Dunque non sarà agevole la lettura di questa mia recensione, ma chiedo a tutti quelli che in vario modo si occupano di scuola e università di fare uno sforzo. Credo ne valga la pena.

Le ragioni di questa difficoltà sono per me molteplici, a partire dal mio personale posizionamento critico, contrastivo direi, rispetto alle prassi valutative instaurate dall’Invalsi e imposte dal MIUR alle scuole negli ultimi dieci anni, proprio in relazione alla ‘misurazione’ degli apprendimenti degli studenti e alla loro funzione di indicatori di efficacia. Tuttavia la Prefazione introduttiva, che condivido in parte qui con voi, mi ha invitata all’impresa; infatti, con grande onestà intellettuale, Scheerens dichiara nella prima pagina:

<<Vi è un ampio consenso circa le condizioni malleabili associate alle buone performance degli studenti. Tuttavia, ho ritenuto che fossero giustificate anche alcune delle critiche mosse: per la maggior parte dei fattori malleabili individuati e generalmente supportati, le meta-analisi quantitative rivelano notevoli differenze nella stima degli effect size medi, e i progressi verso un approccio improntato ai modelli e alla teoria appaiono piuttosto lenti. [ … ] Nonostante i “risultati positivi”, nel senso del riconoscimento dell’effettiva malleabilità e della chiara logica dei modelli concettuali, si è notata anche una notevole “dissonanza”, sotto forma di marcata variazione nei risultati della ricerca relativamente alla maggior parte dei fattori chiave, effect size minimi risultanti dai nostri stessi studi, e l’influenza di “certe” condizioni di background e contestuali, spesso emersa come molto più forte rispetto a quella esercitata dalle variabili malleabili sensibili alla policy [ … ] La lettura dei risultati internazionali in questione contrasta con l’immagine della forte malleabilità positiva indicata dai rapporti OCSE e da McKinsey>> (pp. V-VI)

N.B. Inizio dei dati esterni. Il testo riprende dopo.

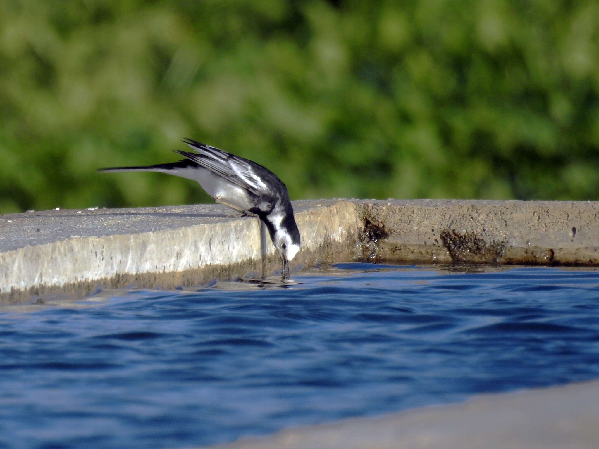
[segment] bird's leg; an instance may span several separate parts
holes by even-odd
[[[289,277],[291,277],[291,269],[289,267],[289,263],[286,259],[285,256],[281,256],[281,259],[283,260],[283,269],[281,271],[281,280],[284,281]],[[287,275],[285,275],[285,268],[287,268]]]

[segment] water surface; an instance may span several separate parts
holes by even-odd
[[[207,445],[599,377],[593,269],[294,278],[5,307],[0,447]]]

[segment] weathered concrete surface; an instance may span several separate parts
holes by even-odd
[[[596,449],[599,381],[283,430],[214,449]]]
[[[313,265],[323,257],[353,258],[359,224],[353,205],[301,202],[296,209],[302,248],[294,265]],[[268,245],[272,272],[280,262],[270,239]],[[218,205],[0,217],[4,302],[49,293],[83,296],[98,284],[174,288],[261,269],[259,220],[235,217]]]
[[[294,203],[294,266],[319,261],[599,265],[599,203],[321,200]],[[0,216],[0,302],[51,293],[197,285],[261,271],[257,219],[217,205]],[[268,241],[268,269],[279,266]]]

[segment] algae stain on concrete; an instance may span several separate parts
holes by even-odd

Musica per le orecchie di chi, come me e come tanti, ha sempre pensato che la policy, quando generata da una sovrapposizione tra le ragioni della pedagogia, della didattica, della docimologia, della valutazione, dell’economia e della politica, si configura a tutti i livelli come autoritaria e inaccettabile governance del sistema scolastico e della relazione educativa. Musica per le orecchie di chi ha sempre sostenuto che, a dispetto di qualunque, impossibile, ‘misurazione’ del ‘valore aggiunto’ dalla scuola o degli esiti degli apprendimenti scolastici con i test standardizzati, l’influenza di “certe” condizioni di background e contestuali rilevata da Scheerens al termine delle sue ricerche non solo fosse determinante nel percorso formativo di ogni studente ma anche, e soprattutto, di sicuro non ‘malleabile’ con gli strumenti messi in campo nell’ultimo ventennio dalle istituzioni nazionali e internazionali preposte al monitoraggio e all’orientamento dei sistemi di istruzione e dalle scelte politiche che hanno recepito quelle proposte, imponendole ex lege.

E, per sgombrare il campo da ogni fraintendimento – mi rivolgo direttamente a chi mi accusa di avere una visione “caricaturale” o “ideologizzata” delle questioni scolastiche, in termini culturali e politici – vorrei specificare che il riferimento a OCSE (Organizzazione per la cooperazione e lo sviluppo economico) e a McKinsey (“McKinsey & Company è una società internazionale di consulenza manageriale che serve le principali aziende del mondo, oltre a governi, istituzioni e organizzazioni non profit. Aiutiamo i nostri clienti a realizzare miglioramenti duraturi nelle loro performance e a conseguire i loro obiettivi più importanti. Nel corso di quasi un secolo abbiamo costruito una società globale dotata di competenze uniche per assolvere questo compito”, recita il suo sito internet) non è il frutto di un mio vaneggiamento personale, non nasce dalla mia strampalata idea che le ragioni di fondo che spiegano il pesante intervento sui sistemi d’istruzione dell’ultimo ventennio siano di natura politica ed economica, ascrivibile ad una precisa cornice ideologica. Il riferimento a OCSE e McKinsey e ai loro rapporti sull’istruzione è dello stesso Jaap Scheerens, che, oltre a collaborare stabilmente con OCSE, è uno dei quattro membri del Consiglio scientifico dell’Invalsi. E che con quei rapporti, che hanno matrici e finalità evidentemente economiche, insieme all’Invalsi si confronta e agisce.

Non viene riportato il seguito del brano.